Computergeassisteerde chirurgie verbetert orbitareconstructie
Promotie R. Scheurs
Na een orbitafractuur en de daaropvolgende reconstructie bestaat, door verlies van ondersteuning en vergroting van het orbitavolume, de kans op verplaatsing van de oogbol. Onderzoeker Ruud Scheurs wilde de computergeassisteerde chirurgie voor het plaatsen van een implantaat om dit probleem op te lossen, verbeteren. Hiervoor onderzocht hij diverse innovaties.

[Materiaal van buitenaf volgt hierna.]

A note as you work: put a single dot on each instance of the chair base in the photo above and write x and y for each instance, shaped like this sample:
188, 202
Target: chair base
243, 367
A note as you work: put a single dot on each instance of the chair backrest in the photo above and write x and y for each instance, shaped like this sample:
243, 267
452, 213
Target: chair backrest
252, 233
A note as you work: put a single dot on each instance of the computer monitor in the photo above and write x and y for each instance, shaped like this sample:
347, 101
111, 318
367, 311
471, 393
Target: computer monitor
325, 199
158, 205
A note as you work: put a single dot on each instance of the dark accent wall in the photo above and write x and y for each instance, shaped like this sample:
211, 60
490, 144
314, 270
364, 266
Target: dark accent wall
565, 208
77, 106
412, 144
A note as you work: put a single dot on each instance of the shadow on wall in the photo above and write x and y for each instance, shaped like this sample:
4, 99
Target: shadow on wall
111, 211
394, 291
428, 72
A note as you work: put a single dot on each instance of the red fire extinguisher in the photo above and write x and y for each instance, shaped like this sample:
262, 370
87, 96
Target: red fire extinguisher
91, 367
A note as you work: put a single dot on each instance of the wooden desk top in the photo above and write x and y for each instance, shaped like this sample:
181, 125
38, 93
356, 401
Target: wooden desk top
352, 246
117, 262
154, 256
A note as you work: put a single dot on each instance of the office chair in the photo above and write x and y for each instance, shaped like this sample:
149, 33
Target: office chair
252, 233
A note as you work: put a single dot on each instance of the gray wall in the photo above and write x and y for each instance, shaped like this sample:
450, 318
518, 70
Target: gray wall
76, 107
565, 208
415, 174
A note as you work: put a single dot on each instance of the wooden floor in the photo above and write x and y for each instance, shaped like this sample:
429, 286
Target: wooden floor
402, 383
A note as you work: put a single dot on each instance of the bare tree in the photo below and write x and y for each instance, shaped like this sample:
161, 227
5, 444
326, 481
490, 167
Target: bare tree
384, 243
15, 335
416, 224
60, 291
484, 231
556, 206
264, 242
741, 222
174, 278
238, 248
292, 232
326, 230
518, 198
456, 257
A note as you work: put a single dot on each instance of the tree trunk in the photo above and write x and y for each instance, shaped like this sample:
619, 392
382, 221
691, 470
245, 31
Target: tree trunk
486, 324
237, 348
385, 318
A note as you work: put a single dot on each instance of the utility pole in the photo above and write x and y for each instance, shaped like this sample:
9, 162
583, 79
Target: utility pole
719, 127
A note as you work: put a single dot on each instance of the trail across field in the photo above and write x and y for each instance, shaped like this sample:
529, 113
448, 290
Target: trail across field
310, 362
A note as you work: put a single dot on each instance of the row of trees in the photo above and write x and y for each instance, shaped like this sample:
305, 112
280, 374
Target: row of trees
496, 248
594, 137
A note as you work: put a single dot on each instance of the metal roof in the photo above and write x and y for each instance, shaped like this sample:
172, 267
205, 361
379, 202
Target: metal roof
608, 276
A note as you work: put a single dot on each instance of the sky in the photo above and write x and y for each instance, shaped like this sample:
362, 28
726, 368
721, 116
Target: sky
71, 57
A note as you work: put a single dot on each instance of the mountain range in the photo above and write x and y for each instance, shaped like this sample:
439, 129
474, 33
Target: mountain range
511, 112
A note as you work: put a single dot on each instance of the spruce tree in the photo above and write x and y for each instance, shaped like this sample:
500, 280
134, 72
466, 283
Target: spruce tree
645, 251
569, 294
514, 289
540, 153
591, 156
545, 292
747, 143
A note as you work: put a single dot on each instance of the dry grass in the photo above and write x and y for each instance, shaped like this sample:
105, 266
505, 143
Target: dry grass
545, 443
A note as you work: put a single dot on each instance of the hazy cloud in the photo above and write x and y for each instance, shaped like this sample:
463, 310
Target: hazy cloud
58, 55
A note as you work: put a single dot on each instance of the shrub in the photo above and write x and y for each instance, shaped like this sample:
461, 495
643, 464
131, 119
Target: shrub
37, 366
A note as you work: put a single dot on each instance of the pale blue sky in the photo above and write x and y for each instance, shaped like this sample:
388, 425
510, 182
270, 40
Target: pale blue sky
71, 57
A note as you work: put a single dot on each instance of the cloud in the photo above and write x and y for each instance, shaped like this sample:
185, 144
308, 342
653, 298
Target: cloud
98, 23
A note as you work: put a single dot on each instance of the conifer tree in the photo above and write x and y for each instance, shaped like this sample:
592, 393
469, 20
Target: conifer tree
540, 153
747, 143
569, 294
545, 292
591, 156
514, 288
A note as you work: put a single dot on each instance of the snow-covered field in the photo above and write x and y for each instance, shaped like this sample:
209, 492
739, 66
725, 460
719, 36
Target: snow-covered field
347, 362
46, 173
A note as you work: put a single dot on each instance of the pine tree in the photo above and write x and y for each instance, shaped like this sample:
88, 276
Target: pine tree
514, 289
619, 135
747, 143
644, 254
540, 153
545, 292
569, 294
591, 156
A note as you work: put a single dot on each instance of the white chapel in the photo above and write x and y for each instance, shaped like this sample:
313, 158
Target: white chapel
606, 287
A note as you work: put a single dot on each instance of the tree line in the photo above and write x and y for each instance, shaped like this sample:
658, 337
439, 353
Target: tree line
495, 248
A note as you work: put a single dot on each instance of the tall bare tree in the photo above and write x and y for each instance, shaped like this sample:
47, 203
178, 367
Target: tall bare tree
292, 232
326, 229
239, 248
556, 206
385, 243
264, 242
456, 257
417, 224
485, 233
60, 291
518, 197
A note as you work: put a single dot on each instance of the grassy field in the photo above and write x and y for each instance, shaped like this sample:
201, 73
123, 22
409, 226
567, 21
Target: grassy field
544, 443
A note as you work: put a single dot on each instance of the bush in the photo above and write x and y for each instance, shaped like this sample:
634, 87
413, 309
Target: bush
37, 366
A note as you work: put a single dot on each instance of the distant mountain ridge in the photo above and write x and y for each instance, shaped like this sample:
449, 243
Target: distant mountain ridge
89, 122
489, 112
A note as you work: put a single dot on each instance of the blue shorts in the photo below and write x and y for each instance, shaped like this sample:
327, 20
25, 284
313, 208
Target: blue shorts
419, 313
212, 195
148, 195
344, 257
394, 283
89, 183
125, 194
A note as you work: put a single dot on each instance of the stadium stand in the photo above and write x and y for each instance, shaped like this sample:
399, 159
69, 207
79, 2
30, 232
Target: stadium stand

Als eerste innovatie testte hij in kadavers een referentieframe, het Orbital Implant Positioning Frame (OIPF), waarmee het positieverschil tussen de geplande en behaalde implantaatpositie kan worden berekend. Deze gaven een nauwkeurig inzicht in de behaalde implantaatpositie. Vervolgens onderzocht hij of deze techniek ook gebruikt kon worden in de realtime navigatiewerkwijze gedurende de (her)positionering van het implantaat. Dit was mogelijk met een plaatsingsinstrument genaamd de Titanium Orbital Positioner. Een instrument dat potentie heeft om door ontwikkeld te worden zodat het ingezet kan worden in de klinische praktijk.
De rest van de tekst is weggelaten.